In this Phase 1, open-label, 24-month, non-controlled study (exPDite, NCT04802733), 12 participants with PD received a low dose (n=5; 0.9 million cells/putamen) or high dose (n=7; 2.7 million cells/putamen) of bemdaneprocel injected using a cannula bilaterally into the postcommissural putamen during a single surgical session under general anesthesia. A 12-month immunosuppression regimen began intraoperatively.

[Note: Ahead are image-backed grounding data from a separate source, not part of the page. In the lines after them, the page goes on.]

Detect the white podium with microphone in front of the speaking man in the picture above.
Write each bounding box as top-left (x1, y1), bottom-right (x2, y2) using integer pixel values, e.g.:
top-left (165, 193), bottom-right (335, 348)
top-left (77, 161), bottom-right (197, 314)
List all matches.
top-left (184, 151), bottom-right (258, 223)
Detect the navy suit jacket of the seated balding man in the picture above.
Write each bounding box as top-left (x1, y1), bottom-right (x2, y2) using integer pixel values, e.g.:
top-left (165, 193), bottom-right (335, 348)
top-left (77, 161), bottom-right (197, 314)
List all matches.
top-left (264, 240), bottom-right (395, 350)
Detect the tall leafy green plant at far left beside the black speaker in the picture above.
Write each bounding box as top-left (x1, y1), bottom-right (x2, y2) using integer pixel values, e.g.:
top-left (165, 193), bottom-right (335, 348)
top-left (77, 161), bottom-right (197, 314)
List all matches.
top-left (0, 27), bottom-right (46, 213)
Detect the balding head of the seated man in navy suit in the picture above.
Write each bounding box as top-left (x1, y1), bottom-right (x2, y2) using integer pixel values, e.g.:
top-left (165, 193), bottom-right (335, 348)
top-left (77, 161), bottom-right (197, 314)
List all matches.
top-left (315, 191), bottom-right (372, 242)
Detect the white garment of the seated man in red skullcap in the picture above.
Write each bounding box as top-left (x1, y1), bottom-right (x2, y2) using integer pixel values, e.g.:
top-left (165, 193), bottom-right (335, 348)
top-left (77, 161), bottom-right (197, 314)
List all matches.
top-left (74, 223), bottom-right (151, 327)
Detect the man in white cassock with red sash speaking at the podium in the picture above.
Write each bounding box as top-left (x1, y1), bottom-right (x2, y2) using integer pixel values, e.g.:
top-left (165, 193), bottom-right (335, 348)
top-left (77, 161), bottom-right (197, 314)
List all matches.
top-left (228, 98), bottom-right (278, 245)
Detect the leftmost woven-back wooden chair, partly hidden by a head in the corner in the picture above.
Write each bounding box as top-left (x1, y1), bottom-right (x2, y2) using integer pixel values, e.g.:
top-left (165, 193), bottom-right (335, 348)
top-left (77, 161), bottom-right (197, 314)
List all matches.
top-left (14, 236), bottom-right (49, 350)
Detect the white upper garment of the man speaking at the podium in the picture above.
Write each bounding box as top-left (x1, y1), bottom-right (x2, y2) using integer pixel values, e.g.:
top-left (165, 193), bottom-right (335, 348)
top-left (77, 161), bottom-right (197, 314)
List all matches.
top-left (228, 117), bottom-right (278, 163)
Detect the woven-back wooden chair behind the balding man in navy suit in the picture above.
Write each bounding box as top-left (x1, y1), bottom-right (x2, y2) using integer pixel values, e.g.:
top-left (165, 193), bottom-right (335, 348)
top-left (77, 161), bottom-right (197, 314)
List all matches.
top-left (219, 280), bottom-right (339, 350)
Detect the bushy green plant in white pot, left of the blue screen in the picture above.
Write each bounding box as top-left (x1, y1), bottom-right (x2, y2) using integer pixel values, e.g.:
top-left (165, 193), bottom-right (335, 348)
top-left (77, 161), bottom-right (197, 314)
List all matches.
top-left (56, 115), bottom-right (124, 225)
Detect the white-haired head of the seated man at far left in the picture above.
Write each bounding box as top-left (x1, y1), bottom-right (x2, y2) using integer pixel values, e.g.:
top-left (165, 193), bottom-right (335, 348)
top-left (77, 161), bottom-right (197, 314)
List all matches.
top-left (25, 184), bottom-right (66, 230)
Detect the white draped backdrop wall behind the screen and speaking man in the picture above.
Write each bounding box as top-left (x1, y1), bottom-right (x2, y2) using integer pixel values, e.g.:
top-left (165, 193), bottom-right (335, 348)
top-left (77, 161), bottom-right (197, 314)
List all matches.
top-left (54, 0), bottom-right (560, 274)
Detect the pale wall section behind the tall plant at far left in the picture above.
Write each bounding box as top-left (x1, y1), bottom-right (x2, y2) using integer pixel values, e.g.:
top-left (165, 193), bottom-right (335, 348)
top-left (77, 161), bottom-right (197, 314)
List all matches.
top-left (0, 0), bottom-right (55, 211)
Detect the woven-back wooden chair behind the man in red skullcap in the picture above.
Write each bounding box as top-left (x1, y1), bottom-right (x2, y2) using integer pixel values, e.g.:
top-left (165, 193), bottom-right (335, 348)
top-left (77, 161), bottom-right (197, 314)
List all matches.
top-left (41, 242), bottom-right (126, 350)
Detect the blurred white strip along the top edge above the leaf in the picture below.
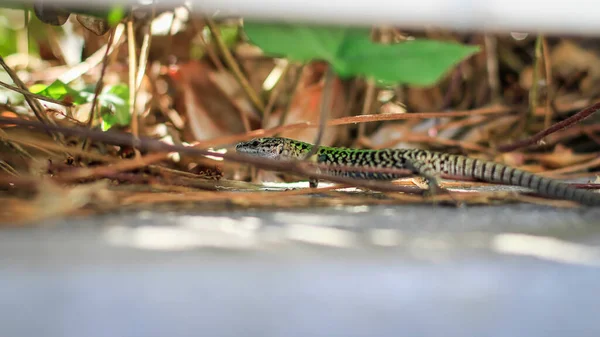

Participants (N=12) were median 67.0 years of age, 75% male, and 67% White. Median time since PD diagnosis was 9.0 years. At 24 months post transplantation, 12 participants experienced 89 treatment-emergent adverse events (low dose, 43; high dose, 46); most were mild or moderate in severity. Three treatment-emergent serious adverse events, all unrelated to bemdaneprocel, were reported: hospitalizations due to COVID-19 (low dose), gastrointestinal hemorrhage (high dose), and a hospitalization due to seizure 1 day after surgery (high dose) considered possibly related to surgery. No deaths, discontinuations, or graft-induced dyskinesias occurred. In the high-dose cohort, MDS-UPDRS Part III OFF scores, and patient-reported ON times without troublesome dyskinesia and OFF times, indicated a continuing trend toward improved clinical assessments. Results in the low-dose cohort indicated stability or mild improvement.

Bemdaneprocel demonstrated a favorable safety profile and trended toward clinical benefit or stability through 24 months post transplantation. All participants have enrolled in a continued-evaluation study (NCT05897957). These results support the ongoing development of bemdaneprocel in a Phase 3 trial to evaluate efficacy and safety in people with PD.